I am what you could call a fan boy. For those that do not know the term, it means I enjoy all these movies based on superheroes. My wife tells me I am like a child.
I take that as a compliment.
I watch with a sense of wonderment at the visuals and take in the story wholeheartedly, no matter how strange and obscure the story may be presented. In other words, I take it in with the same naivety as a child.
This last weekend I was shooting in a national archery tournament in Cullman, Alabama. I had some equipment issues early on but kept my head in the game and shot fairly well considering. On Sunday, after hitting a called 12 spot on a leopard from 40 yards, I was bouncing with excitement. The day was beautiful, my shot was on (I had the third most 12s on the second day of the tournament), and I had executed a truly tough shot.
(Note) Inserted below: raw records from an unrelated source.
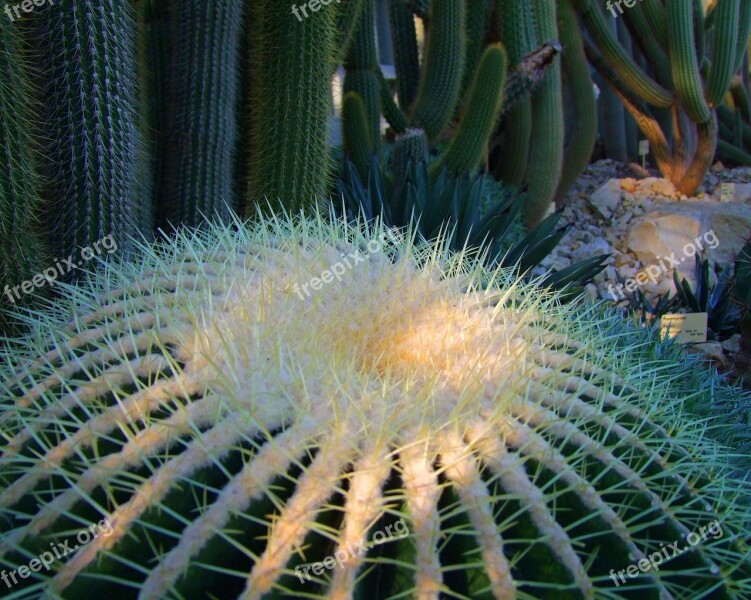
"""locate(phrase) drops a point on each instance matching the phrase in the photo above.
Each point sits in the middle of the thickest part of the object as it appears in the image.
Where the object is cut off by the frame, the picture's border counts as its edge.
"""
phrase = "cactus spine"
(219, 423)
(202, 131)
(88, 60)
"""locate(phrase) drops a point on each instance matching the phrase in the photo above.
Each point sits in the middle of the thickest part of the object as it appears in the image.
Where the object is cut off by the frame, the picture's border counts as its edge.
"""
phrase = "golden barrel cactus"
(305, 409)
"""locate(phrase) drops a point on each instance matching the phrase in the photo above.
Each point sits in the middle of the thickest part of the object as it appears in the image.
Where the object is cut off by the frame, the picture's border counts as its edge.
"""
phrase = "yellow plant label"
(684, 328)
(727, 192)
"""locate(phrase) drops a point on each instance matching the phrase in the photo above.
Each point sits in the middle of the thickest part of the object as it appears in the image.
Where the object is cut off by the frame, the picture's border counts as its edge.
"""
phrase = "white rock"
(606, 199)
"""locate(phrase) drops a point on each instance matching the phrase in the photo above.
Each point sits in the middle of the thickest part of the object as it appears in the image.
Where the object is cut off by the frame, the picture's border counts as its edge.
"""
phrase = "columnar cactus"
(88, 63)
(21, 246)
(201, 130)
(691, 77)
(289, 164)
(304, 409)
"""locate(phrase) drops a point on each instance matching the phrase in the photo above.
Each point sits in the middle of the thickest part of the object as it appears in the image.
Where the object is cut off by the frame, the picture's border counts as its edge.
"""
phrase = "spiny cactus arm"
(658, 22)
(575, 67)
(478, 21)
(290, 165)
(518, 36)
(632, 75)
(411, 148)
(744, 30)
(648, 125)
(202, 128)
(547, 137)
(349, 16)
(467, 149)
(724, 50)
(298, 419)
(443, 64)
(393, 114)
(705, 151)
(358, 143)
(523, 79)
(641, 28)
(22, 252)
(366, 84)
(684, 63)
(406, 56)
Again, you could say I acted as a child, but I did not act childish.
A few weeks ago, while working on a story for a magazine column I write monthly, I found myself on the coast fishing for sheepshead and some bottom fish. I was having some moderate success and after a while begin fishing with two poles with different baits. I reeled one line in and checked a piece of shrimp on one of the hooks. To my amazement, there was a fish between one and two inches long with a strand of the shrimp in its mouth. I could not help but break out in a hearty laugh at this sight and held the minnow in my hand. I took a couple of photos, dipped my hand in the water for a bit so it would continue living, and then studied it.
I wanted to know all I could about this little ambitious fellow. It was the same intrigue a kid at his first petting zoo would have.
With hunting season just a few weeks away, I realize most of the times spent in the stand are much the same way. I listen to the eerie and strange sounds of the darkness imagining what would make the various calls and what they are doing. Only experience enlightens you with that knowledge, and the learning is the fun.
I sit in amazement as the groundhog stands and waddles repeatedly on the edge of the field taking in its last meal before entering his den. A lone grey fox trots across the field in the distance. A few birds playfully bounce from branch to branch, chirping and chattering to each other. A raccoon family makes their way down a tree scurrying towards the corn pile. Even the last run of the squirrel from a far off tree back to its nest in the swinging pine nearby brings a brief bit of excitement.
Times like that make me never want to grow up. I want to remain a child forever if that is the true feeling.
I understand what the professional hunter is doing in those television shows as he holds up the antlers and head of his downed trophy. He is not measuring it in his head at first glance. No, he is connecting with that inner child and admiring and learning about this fantastic creature he has just bested.
How much happier could this world be if we all connected to that inner child and enjoyed the simpler things that lie nearby to us?